To find the rate of the boat in still water and the rate of the current, we can use the concept of relative speed. Let's assume the rate of the motorboat in still water is "b" and the rate of the current is "c."
Going upstream:
The speed of the boat relative to the water is reduced by the speed of the current, so the effective speed is (b - c). We know that the boat takes 5 hours to cover 100 miles upstream, so we can set up the equation:
Time = Distance / Speed
5 = 100 / (b - c)
Going downstream:
The speed of the boat relative to the water is increased by the speed of the current, so the effective speed is (b + c). We know that the boat takes 2 hours to cover 100 miles downstream, so we can set up the equation:
Time = Distance / Speed
2 = 100 / (b + c)
Now, we have a system of two equations with two unknowns. We can solve these equations simultaneously to find the values of "b" and "c."

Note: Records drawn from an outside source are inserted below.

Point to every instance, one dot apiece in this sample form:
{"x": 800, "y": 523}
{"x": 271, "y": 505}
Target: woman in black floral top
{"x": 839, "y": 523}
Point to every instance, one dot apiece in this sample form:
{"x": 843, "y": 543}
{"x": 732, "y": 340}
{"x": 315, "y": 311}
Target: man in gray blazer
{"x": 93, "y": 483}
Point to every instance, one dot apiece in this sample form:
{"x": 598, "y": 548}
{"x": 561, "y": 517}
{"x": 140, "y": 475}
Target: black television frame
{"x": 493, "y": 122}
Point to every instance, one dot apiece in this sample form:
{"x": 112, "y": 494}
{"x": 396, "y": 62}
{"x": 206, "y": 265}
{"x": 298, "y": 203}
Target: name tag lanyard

First, let's rearrange the first equation:
5(b - c) = 100
b - c = 20 (Equation 1)
Next, let's rearrange the second equation:
2(b + c) = 100
b + c = 50 (Equation 2)
Now, we have a system of two equations:
b - c = 20 (Equation 1)
b + c = 50 (Equation 2)
We can solve this system of equations by adding Equation 1 and Equation 2:
( b - c) + (b + c) = 20 + 50
2b = 70
b = 35
Substituting the value of "b" in Equation 2, we can find "c":
35 + c = 50
c = 50 - 35
c = 15
Therefore, the rate of the boat in still water is 35 mph and the rate of the current is 15 mph.
distance = time * speed
Let
b = boat's speed
c = current's speed
5(b-c) = 100
2(b+c) = 100
b-c = 20
b+c = 50
I guess you can take it from there, yes?